One of Trade Press Services’ writers once worked for the editor of a small east coast business publication that enjoyed considerable success despite a tough marketplace for magazines. Why did the magazine, which was started at the peak of the recent economic downturn, fare so well? Because of stories. The editor made sure that he identified the best stories in the community, and then assigned his writers to tell them.
While most of the stories were handed down from the editor to the writers, there was also the opportunity for the writers to suggest stories to the editor. Sometimes he’d bite, and sometimes he wouldn’t. A typical bite would result in something like “Do it. 500 words, plus photos. Focus on why…” and then he’d lay out the angle he wanted to see covered in the piece—typically, what he found interesting, different or unique about the story.

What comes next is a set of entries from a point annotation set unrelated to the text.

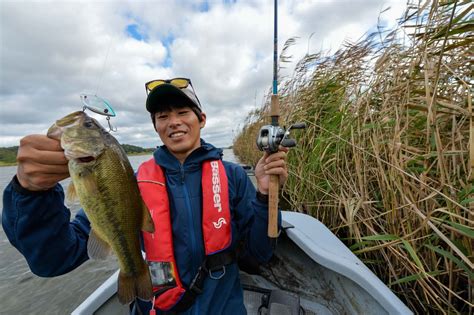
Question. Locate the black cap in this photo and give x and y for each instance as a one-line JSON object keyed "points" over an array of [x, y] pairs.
{"points": [[167, 94]]}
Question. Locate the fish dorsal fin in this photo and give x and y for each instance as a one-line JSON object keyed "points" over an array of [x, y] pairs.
{"points": [[71, 194], [97, 248], [147, 221]]}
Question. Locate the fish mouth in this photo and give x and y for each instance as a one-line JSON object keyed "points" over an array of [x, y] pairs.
{"points": [[85, 159]]}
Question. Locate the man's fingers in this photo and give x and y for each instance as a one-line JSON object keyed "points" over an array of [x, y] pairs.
{"points": [[32, 169]]}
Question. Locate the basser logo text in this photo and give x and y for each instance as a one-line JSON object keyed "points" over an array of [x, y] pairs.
{"points": [[216, 186]]}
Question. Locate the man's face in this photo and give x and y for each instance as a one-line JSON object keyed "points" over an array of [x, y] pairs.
{"points": [[180, 130]]}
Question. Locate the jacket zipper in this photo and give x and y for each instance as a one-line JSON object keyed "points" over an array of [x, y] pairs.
{"points": [[194, 252]]}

But sometimes he wouldn’t take the bite. Then his e-mailed responses would read, “We’ve done that story already,” which may mean the magazine had covered that actual, specific story before (in which case the writer hadn’t done his or her homework), or they’d covered a similar piece. Sometimes it was just a general disdain for the subject matter. When our writer suggested a story about a national chain gym that was doing a good business in town, the editor responded “There are far better stories than that,” which probably reflected the editor’s personal dislike for chains and a preference for mom-and-pop operations.
The worst sin of all was revealing that the story had been covered at any time in the last ten years by the local daily newspaper, which the editor hated with a special passion. He thought the local daily was a dank pit of poor journalism filled with incompetents, even though they had given him his first job when he rolled into town decades before, without a college degree. So much for gratitude.

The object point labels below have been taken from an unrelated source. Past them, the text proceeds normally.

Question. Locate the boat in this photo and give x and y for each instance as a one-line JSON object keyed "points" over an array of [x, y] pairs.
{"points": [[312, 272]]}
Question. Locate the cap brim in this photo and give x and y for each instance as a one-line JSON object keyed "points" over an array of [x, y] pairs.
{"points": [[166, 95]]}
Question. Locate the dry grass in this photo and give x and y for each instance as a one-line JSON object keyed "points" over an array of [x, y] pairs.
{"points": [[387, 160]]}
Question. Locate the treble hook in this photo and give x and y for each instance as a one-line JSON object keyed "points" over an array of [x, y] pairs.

Our writer received the publication’s first Contributor of the Year award. When he presented it, the editor said, “This person doesn’t tell his story—he tells the story of the person he’s writing about.”
Despite this editor’s idiosyncrasies, he’s right about telling good stories. Every business has a story to tell, even though the business owner may not realize it. And every good writer can sniff out that story, and tell the real story—not the writer’s preconceived notions, but the true story that can only be revealed when the writer explores with an open mind. And the true story is almost always more engaging and more enjoyable than the one the business thinks it wants to tell.